Thread: How to Handle heavy input files (~500MB)?

  1. #1
    Devil™
    Join Date
    Oct 2007
    Location
    IIT-Kharagpur, India
    Posts
    104

    How to Handle heavy input files (~500MB)?

    I want to know how to handle heavy input files that are around 500MB

    with normal school way of reading everything into memory wont be good..
    and it fails sometimes if the library cant go to that extent..

    how is this done in the industry?

    Example:
    Write a program to scan a text file of size ~500MB having sequence of numbers and can be scanned into an array.. using quick sort generate some output. the algorithm reads and writes to the same file..
    what is the efficient way to do it?
    efficient in the sense it wont get too heavy on memory..

    can we force the paging of our program with some defined criteria?

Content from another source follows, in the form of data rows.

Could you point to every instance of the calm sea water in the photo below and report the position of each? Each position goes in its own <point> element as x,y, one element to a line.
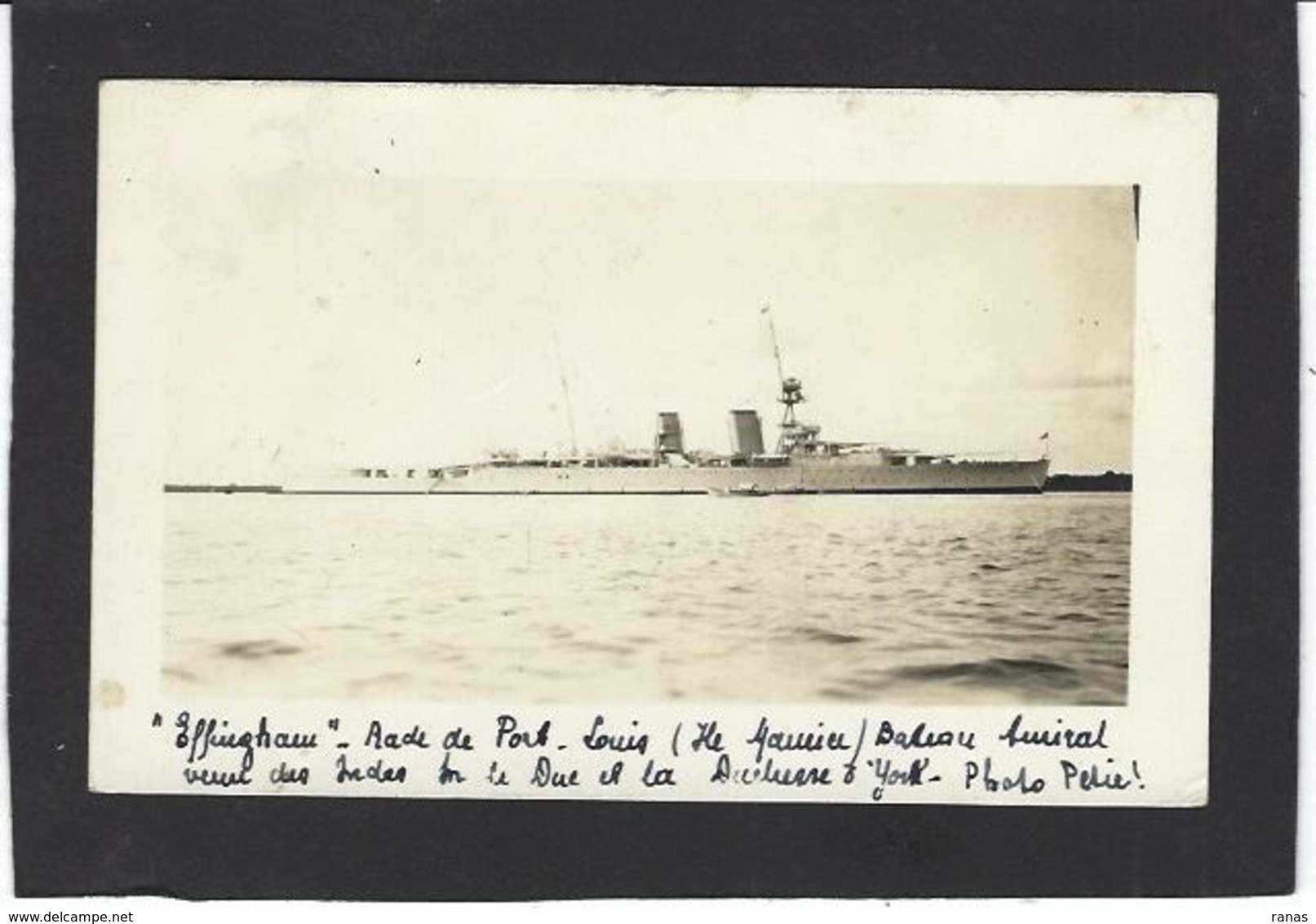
<point>886,599</point>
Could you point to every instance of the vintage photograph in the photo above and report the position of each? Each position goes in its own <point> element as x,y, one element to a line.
<point>490,399</point>
<point>455,438</point>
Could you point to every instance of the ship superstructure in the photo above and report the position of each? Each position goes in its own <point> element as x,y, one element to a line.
<point>802,462</point>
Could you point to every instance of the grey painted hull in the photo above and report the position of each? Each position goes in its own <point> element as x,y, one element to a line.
<point>828,475</point>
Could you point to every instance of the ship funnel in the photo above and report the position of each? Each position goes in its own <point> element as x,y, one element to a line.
<point>747,432</point>
<point>669,438</point>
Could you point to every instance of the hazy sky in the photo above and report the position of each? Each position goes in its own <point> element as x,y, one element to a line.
<point>365,320</point>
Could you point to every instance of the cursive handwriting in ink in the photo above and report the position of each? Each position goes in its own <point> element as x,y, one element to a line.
<point>1053,737</point>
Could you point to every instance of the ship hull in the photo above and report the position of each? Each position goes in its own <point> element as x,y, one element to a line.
<point>833,475</point>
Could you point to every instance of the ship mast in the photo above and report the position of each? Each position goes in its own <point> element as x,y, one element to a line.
<point>792,393</point>
<point>566,393</point>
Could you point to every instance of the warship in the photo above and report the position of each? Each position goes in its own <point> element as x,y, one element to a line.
<point>802,462</point>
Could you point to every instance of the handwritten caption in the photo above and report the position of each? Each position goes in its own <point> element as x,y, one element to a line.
<point>870,758</point>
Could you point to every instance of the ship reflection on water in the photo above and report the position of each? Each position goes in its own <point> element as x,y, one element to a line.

    And as the last thing..
    what if the file format is not normal txt, but a compressed file having its own specs?
    where it is not easy to get something meaningful from inside the file, without going through the starting part to that part
    C's Motto: who cares what it means? I just compile it!!

  2. #2
    Registered User Codeplug's Avatar
    Join Date
    Mar 2003
    Posts
    4,981
    >> with normal school way of reading everything into memory wont be good..
    That depends on what you mean by "normal school way". If you mean by reading the entire file into memory, then that may not be good for a 500MB file - depending on available resources.
    If you mean using C/C++ standard file I/O - then that's only as good as the implementation. If you're using the MSCRT then it shouldn't be a problem.

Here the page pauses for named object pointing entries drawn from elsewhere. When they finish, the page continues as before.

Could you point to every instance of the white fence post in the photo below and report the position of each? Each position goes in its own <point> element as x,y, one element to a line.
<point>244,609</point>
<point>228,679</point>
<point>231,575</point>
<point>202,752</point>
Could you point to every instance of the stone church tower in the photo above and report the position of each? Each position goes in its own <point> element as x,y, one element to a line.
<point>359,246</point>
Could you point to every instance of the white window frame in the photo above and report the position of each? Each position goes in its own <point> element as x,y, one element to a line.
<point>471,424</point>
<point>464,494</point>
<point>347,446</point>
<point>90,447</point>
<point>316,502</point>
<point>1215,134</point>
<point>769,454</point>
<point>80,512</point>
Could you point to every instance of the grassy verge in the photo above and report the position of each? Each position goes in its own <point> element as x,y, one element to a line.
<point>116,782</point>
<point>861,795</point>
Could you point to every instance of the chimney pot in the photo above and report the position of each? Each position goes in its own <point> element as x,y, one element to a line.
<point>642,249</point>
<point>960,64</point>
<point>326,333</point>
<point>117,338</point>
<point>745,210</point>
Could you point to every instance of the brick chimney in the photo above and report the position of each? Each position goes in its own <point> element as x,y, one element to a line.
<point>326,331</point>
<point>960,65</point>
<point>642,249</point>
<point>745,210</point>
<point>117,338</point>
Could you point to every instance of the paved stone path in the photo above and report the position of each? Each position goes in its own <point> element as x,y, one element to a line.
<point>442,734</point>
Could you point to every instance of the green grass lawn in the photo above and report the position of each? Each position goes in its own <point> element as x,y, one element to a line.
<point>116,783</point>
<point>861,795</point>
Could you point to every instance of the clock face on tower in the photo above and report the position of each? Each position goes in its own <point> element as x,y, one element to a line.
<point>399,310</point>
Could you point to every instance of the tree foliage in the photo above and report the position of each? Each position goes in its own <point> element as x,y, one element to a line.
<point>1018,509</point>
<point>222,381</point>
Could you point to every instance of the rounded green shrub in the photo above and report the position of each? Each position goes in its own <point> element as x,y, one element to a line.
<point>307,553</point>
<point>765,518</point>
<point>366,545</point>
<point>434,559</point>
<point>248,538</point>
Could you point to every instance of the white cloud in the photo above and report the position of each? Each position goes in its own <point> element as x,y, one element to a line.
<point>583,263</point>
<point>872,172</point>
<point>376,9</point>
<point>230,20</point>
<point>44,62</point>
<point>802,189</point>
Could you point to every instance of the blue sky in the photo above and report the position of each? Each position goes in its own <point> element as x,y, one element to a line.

    >> and it fails sometimes if the library cant go to that extent..
    I'm assuming here that you're talking about going beyond the maximum file size that standard I/O functions can represent - which is typically 2^32 bytes - so we're ok there with a 500MB file.

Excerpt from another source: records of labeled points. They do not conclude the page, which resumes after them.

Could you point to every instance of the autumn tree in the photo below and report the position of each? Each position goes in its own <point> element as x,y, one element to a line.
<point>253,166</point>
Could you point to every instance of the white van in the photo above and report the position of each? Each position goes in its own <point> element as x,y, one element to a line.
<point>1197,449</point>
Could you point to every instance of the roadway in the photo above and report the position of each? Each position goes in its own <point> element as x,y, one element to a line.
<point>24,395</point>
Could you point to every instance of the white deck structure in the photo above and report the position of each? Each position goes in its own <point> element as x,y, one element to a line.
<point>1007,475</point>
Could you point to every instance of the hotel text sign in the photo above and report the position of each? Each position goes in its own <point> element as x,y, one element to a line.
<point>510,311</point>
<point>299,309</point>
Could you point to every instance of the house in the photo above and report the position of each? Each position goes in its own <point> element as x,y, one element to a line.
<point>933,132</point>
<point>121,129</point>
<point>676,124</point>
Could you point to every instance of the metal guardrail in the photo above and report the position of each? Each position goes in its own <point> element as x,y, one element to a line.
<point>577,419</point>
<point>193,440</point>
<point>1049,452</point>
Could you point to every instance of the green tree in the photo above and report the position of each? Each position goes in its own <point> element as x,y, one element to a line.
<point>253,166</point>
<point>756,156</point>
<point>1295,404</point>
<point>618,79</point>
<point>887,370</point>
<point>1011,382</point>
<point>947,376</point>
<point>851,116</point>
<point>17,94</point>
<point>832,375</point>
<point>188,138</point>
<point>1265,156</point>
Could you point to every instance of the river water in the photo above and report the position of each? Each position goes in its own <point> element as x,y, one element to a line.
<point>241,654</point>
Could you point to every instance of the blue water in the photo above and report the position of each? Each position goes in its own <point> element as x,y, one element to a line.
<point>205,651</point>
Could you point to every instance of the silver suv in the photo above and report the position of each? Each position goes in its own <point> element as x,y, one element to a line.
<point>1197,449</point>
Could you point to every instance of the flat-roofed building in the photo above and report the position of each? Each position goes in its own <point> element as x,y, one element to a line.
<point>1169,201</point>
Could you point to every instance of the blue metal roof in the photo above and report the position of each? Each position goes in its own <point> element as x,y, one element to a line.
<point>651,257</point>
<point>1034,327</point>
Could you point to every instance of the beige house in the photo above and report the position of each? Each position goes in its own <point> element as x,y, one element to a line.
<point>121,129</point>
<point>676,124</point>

    >> efficient in the sense it wont get too heavy on memory..
    The easy solution is to simply think of the file itself as memory. Use "fseek()" to move your read/write pointer and perform the read or write. Since QSort is a "divide and conquer" algorithm, you can probably work on "chunks" at a time.

    >> what if the file format is not normal txt, but a compressed file having its own specs?
    In the end - you got to do what you got to do. (hows that for an answer) You may be forced to uncompress the file(s) and even split them up into manageable pieces. Or figure out how to update the file in-place.

    >> how is this done in the industry?
    Well, I typically look at "correctness" first, and then performance. Once you have something that works, you can then think about having multiple threads - there can be disk bound threads for reading and writing, and CPU bound threads for performing quicksort. Your bottleneck is still gonna be the disk but at least you can do some sorting while reading and writing.

    gg

  3. #3
    Registered User VirtualAce's Avatar
    Join Date
    Aug 2001
    Posts
    9,607
    1. Allocate a buffer of a pre-determined size
    2. Set filepos to 0
    3. Do a block read - length of buffer size
    4. Increment filepos by bytes read
    5. Do something with data
    6. Write out new data to new file
    7. Wash, rinse, repeat for length of file.
    8. Save old filename and delete file.
    9. Rename new data file to old filename.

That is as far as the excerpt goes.